Terminal mit Erweiterungspotenzial und multimodalen Logistikmöglichkeiten

Das Terminal verfügt derzeit über etwa 80.000 Quadratmeter Fläche, die perspektivisch auf bis zu 200.000 Quadratmeter erweitert werden können. Aktuell stehen Kapazitäten für etwa 3000 Fahrzeuge zur Verfügung. Zur Ausstattung zählen zudem eine Werkstatteinheit sowie Hochvolt-Ladeinfrastruktur für moderne Fahrzeugtechnologien.

Mit einem Tiefgang von 8 bis 9 Metern ist der Hafen für etwa 80 Prozent der weltweit eingesetzten RoRo-Flotte geeignet. Diese Parameter eröffnen zusätzliche Optionen für Shortsea-Verbindungen und intermodale Transportlösungen innerhalb Europas.

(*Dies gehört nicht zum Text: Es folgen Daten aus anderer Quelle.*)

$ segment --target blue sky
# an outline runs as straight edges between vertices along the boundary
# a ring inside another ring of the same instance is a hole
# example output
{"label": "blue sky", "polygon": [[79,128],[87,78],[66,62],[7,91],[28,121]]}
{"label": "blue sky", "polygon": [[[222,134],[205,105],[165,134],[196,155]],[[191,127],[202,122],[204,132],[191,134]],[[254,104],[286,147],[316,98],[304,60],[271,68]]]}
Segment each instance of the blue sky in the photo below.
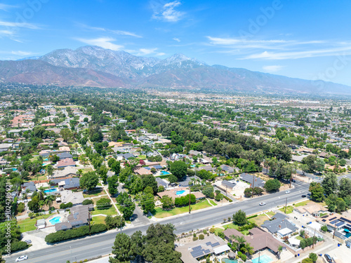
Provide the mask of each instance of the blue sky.
{"label": "blue sky", "polygon": [[0,60],[96,45],[351,86],[350,14],[350,0],[5,0]]}

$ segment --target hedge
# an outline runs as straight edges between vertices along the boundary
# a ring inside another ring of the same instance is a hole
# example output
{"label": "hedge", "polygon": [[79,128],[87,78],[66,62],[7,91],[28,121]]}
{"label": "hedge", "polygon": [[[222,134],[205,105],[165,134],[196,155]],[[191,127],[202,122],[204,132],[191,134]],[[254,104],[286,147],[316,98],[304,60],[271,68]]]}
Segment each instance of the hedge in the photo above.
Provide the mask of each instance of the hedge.
{"label": "hedge", "polygon": [[[91,234],[103,232],[107,228],[104,224],[94,224],[91,227]],[[76,238],[89,234],[89,227],[83,226],[73,229],[60,230],[55,233],[51,233],[45,237],[45,241],[47,243],[56,243],[65,240]]]}
{"label": "hedge", "polygon": [[250,219],[250,218],[253,218],[258,216],[258,215],[250,215],[249,217],[247,217],[246,219]]}
{"label": "hedge", "polygon": [[227,201],[229,201],[229,202],[230,202],[230,203],[233,201],[232,201],[232,199],[230,199],[228,196],[224,196],[224,195],[223,195],[223,197],[224,197],[225,199],[227,199]]}
{"label": "hedge", "polygon": [[28,247],[28,244],[25,241],[13,242],[11,243],[11,252],[22,250]]}

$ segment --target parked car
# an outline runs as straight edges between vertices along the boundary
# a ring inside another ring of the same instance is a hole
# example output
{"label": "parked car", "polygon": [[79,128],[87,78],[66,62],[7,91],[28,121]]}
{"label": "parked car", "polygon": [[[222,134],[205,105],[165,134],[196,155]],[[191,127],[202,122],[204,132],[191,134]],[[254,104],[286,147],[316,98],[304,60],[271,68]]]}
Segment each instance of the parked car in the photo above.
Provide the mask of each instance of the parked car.
{"label": "parked car", "polygon": [[26,260],[27,259],[28,259],[28,256],[27,255],[25,255],[24,256],[20,256],[20,257],[16,258],[16,260],[15,260],[15,262],[19,262],[20,261]]}
{"label": "parked car", "polygon": [[330,263],[333,262],[333,259],[331,259],[331,257],[329,256],[328,254],[324,254],[324,257],[326,258],[326,259],[328,262],[330,262]]}

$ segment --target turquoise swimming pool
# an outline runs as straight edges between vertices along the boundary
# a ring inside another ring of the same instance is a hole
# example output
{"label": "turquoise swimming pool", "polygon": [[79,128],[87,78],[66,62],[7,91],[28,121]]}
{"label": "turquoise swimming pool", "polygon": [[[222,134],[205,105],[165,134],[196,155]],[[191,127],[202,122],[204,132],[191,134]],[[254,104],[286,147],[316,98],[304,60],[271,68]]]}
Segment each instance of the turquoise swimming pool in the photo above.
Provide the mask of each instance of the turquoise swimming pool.
{"label": "turquoise swimming pool", "polygon": [[180,190],[180,191],[177,191],[176,192],[176,194],[177,196],[180,196],[180,194],[183,194],[185,192],[185,190]]}
{"label": "turquoise swimming pool", "polygon": [[44,193],[48,194],[48,193],[52,193],[53,191],[57,191],[58,189],[57,188],[51,188],[49,189],[44,190]]}
{"label": "turquoise swimming pool", "polygon": [[229,258],[223,258],[222,259],[222,262],[224,263],[238,263],[238,261],[237,259],[230,259]]}
{"label": "turquoise swimming pool", "polygon": [[61,217],[55,217],[52,220],[49,220],[51,224],[55,224],[61,222]]}
{"label": "turquoise swimming pool", "polygon": [[[258,262],[258,259],[260,261]],[[254,259],[252,259],[252,263],[270,263],[273,261],[273,259],[267,255],[263,255],[260,257],[257,257]]]}

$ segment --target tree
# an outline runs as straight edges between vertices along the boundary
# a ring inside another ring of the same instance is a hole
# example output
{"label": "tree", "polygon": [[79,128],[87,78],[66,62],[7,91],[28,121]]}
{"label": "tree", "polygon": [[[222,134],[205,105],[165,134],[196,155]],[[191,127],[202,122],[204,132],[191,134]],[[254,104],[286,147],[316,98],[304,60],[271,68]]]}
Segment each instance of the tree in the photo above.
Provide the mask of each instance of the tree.
{"label": "tree", "polygon": [[206,186],[202,190],[202,194],[204,194],[206,197],[213,196],[213,187]]}
{"label": "tree", "polygon": [[154,209],[154,198],[152,194],[143,194],[141,196],[140,204],[145,214]]}
{"label": "tree", "polygon": [[91,191],[98,185],[99,177],[95,172],[88,172],[81,175],[79,182],[82,189]]}
{"label": "tree", "polygon": [[119,186],[118,176],[114,175],[107,178],[107,183],[108,183],[109,194],[111,196],[114,196],[116,194],[118,193],[117,190],[117,187]]}
{"label": "tree", "polygon": [[126,220],[129,220],[133,215],[133,213],[135,209],[135,204],[130,198],[126,198],[121,205],[121,212],[123,213],[123,217]]}
{"label": "tree", "polygon": [[321,184],[312,182],[308,189],[311,192],[311,198],[316,202],[322,202],[324,198],[324,190]]}
{"label": "tree", "polygon": [[171,173],[178,180],[187,175],[187,164],[183,161],[176,161],[171,164]]}
{"label": "tree", "polygon": [[278,190],[280,186],[280,182],[277,179],[270,179],[267,180],[263,187],[267,191],[273,191]]}
{"label": "tree", "polygon": [[161,198],[161,203],[162,203],[163,209],[168,209],[174,205],[173,201],[171,197],[165,195]]}
{"label": "tree", "polygon": [[156,182],[156,179],[152,175],[145,175],[142,178],[143,180],[143,189],[145,189],[147,187],[150,187],[153,193],[157,192],[157,182]]}
{"label": "tree", "polygon": [[345,199],[346,196],[351,196],[351,179],[341,178],[339,181],[339,191],[338,196]]}
{"label": "tree", "polygon": [[333,173],[328,173],[322,182],[322,186],[324,189],[324,194],[327,196],[336,192],[338,189],[336,175]]}
{"label": "tree", "polygon": [[247,222],[246,213],[241,210],[237,211],[233,215],[233,221],[234,223],[239,225],[244,225],[246,224]]}
{"label": "tree", "polygon": [[177,182],[178,178],[175,175],[171,175],[168,176],[168,181],[171,184],[173,182]]}
{"label": "tree", "polygon": [[112,246],[112,257],[110,257],[110,263],[128,262],[135,258],[132,248],[132,243],[129,236],[124,233],[119,233],[116,236]]}

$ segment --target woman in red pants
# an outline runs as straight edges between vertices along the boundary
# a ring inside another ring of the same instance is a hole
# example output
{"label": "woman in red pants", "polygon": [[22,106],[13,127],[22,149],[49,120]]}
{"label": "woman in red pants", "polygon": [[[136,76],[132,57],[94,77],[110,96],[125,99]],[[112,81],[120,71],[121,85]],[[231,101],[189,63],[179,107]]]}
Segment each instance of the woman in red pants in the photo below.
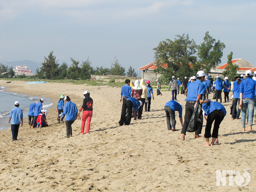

Einbindung in ein europäisch verzahntes Hafennetzwerk

Mit Oostende ergänzt MPLS sein Netzwerk, zu dem bereits Standorte wie Zeebrugge, Wilhelmshaven, Cuxhaven und Koper gehören. Durch die geografische Verteilung entsteht ein breit aufgestelltes Infrastrukturverbundsystem für den internationalen Automotive-Umschlag, so die Unternehmensmitteilung.

„Mit dem neuen Terminal im Port of Oostende erweitern wir unser Hafennetzwerk um einen Standort, der uns operative Flexibilität, Wachstumsspielräume und eine enge Anbindung an bestehende Mosolf-Strukturen bietet“, erklärt Steffen Klatte, Geschäftsführer der Mosolf Port Logistics & Services. „Gerade vor dem Hintergrund volatiler Lieferketten und wachsender Anforderungen an Effizienz und Resilienz ist eine solche Netzwerkerweiterung ein wichtiger strategischer Schritt.“

Ausrichtung auf RoRo-Verkehre, Fahrzeugtechnik und Projektladungen

Der neue Standort ist für multimodale Fahrzeuglogistik konzipiert und ermöglicht sowohl Umschlag als auch technische Dienstleistungen und wertschöpfende Bearbeitungsprozesse. Darüber hinaus eignet sich der Hafen für High-&-Heavy-Ladungen und Projekte aus den Bereichen Energie und Infrastruktur, die in den kommenden Jahren an Bedeutung gewinnen sollen.

„Oostende ist für uns kein isolierter Einzelstandort, sondern Teil eines integrierten Hafen- und Logistiksystems“, sagt Kai Wenhold, General Manager Port Logistics der Mosolf Port Logistics & Services. „Die Nähe zu Zeebrugge, die verfügbare Fläche und die maritime Ausrichtung des Hafens ermöglichen es uns, bestehende Ströme sinnvoll zu ergänzen und neue Marktsegmente zu erschließen.“

Perspektiven durch Hafenentwicklung und langfristige Zusammenarbeit

Der Port of Oostende verfolgt eine langfristige Entwicklungsstrategie mit dem Fokus auf Blue Economy, Offshore-Energie und spezialisierten Logistikketten. Die Ansiedlung der MPLS fügt sich in diese Ausrichtung ein und stärkt den Hafen als Alternative zu stärker ausgelasteten Nordseehäfen.